En terme d’ampleur, il faut dire que toutes les provinces sont pratiquement concernées par l’excision ainsi que toutes les ethnies « Il est vrai qu’il y’a certaines ethnies de façon marginale qui n’excisent pas, mais globalement, l’ensemble des ethnies est concerné par la pratique de l’excision. Les statistiques, les plus récentes que nous avons datent des enquêtes sectorielles, des enquêtes multisectorielles continues et des enquêtes démographiques de santé ; sur ces deux sources de données, on retient par exemple que sur les femmes de 15 à 49ans, la prévalence en terme d’excision au Burkina est de 67,3% c’est-à-dire que sur 100 femmes âgées de 15 à 49ans, il y’a environ 67 qui sont excisées). Lorsque nous regardons les plus jeunes notamment les 0-14ans, les données et enquêtes démographiques  de 2015 et les enquêtes multisectorielles continues donnent respectivement 13,3% et 11% ; ce qui veut dire qu’au niveau de la tranche la plus jeune, il y’a moins d’enfants qui sont excisés et cela s’explique : nous pouvons raisonnablement dire qu’il y’a quand-même une baisse sensible grâce à l’effort fourni par les acteurs notamment l’Etat, les partenaires techniques et financiers , mais également les acteurs de la société civile y compris beaucoup de leaders coutumiers et religieux qui sont aujourd’hui acquis à la cause de la lutte contre les MGF et des mariages d’enfants.

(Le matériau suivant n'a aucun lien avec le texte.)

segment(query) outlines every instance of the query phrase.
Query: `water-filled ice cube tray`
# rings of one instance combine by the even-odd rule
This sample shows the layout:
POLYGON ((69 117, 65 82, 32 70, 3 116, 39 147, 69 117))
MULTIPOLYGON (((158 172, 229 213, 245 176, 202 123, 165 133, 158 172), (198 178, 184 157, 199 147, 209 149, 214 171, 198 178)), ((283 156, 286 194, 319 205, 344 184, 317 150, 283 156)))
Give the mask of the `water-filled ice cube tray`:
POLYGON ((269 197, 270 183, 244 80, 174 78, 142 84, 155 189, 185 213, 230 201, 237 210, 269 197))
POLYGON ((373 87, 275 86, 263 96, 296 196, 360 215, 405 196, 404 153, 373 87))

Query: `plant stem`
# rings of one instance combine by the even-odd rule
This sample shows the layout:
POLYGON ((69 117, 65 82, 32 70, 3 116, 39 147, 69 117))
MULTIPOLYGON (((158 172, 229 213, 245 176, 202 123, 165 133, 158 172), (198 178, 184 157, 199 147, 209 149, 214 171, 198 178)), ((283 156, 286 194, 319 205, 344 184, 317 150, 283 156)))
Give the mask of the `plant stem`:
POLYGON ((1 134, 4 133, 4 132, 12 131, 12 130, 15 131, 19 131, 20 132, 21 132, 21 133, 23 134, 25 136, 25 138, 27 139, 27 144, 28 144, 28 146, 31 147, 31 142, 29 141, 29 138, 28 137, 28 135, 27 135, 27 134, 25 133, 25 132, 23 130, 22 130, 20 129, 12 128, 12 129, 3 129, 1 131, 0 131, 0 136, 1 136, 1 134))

F.A : Vous parlez de baisse sensible. Cependant, ne craignez-vous pas que la pratique n’ait de l’ampleur avec le phénomène sécuritaire qui prévaut ?

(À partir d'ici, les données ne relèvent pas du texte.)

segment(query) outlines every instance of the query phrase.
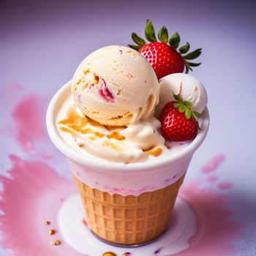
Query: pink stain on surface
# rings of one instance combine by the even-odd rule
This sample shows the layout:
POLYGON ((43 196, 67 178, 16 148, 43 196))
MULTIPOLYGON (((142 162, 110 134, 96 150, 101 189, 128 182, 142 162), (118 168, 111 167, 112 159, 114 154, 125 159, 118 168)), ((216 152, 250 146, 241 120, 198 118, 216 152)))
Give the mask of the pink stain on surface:
POLYGON ((11 256, 78 255, 63 241, 59 233, 48 236, 50 229, 58 231, 57 213, 61 198, 74 192, 72 184, 59 177, 47 165, 24 161, 11 155, 12 178, 0 176, 4 190, 0 191, 0 226, 3 233, 1 246, 10 249, 11 256), (44 225, 50 221, 50 225, 44 225), (52 246, 60 240, 59 246, 52 246))
POLYGON ((12 113, 14 121, 14 136, 25 151, 34 150, 34 140, 44 138, 42 110, 39 100, 34 95, 29 95, 16 105, 12 113))
POLYGON ((232 187, 232 183, 229 181, 222 181, 219 183, 217 187, 221 189, 227 189, 232 187))
POLYGON ((216 170, 219 165, 225 159, 224 154, 219 154, 211 159, 206 165, 203 165, 201 171, 204 173, 214 172, 216 170))
POLYGON ((215 182, 217 179, 218 178, 214 175, 211 175, 210 176, 207 177, 207 181, 212 183, 215 182))
POLYGON ((239 237, 241 225, 231 220, 233 213, 226 209, 226 196, 199 187, 192 183, 181 189, 181 197, 196 215, 197 231, 189 240, 191 247, 177 255, 232 255, 237 252, 232 243, 239 237))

D.E : Effectivement, vous savez que lorsqu’un pays se retrouve dans un contexte tel que nous le vivons aujourd’hui, il y’a beaucoup de craintes que certains indicateurs ne remontent « ce sont les MLGF, les mariages d’enfants, même le taux de malnutrition, de mortalité infantile, de mortalité prénatale.  De façon globale, sont des éléments qui peuvent effectivement, courir le risque d’être des indicateurs qui peuvent augmenter du fait qu’il y’a beaucoup de zones qui sont inaccessibles, des zones dans lesquelles les acteurs de la société civile n’ont pas accès pour continuer à sensibiliser la population ».

Il y’a aussi les attaques terroristes qui se conjuguent avec l’excision parce qu’on parle de la religion « c’est un peu l’extrémisme religieux : vous savez que beaucoup de gens expliquent ces pratiques par la religion et lorsqu’il y’a l’extrémisme religieux, il y’a beaucoup de crainte que les indicateurs ne remontent, mais attendons de voir si d’ici là il y’a de nouvelles enquêtes pour qu’on regarde quelle a été l’ampleur de l’insécurité sur ce phénomène ».

cette session de formation a été possible grâce à l’appui financier de l’UNFPA.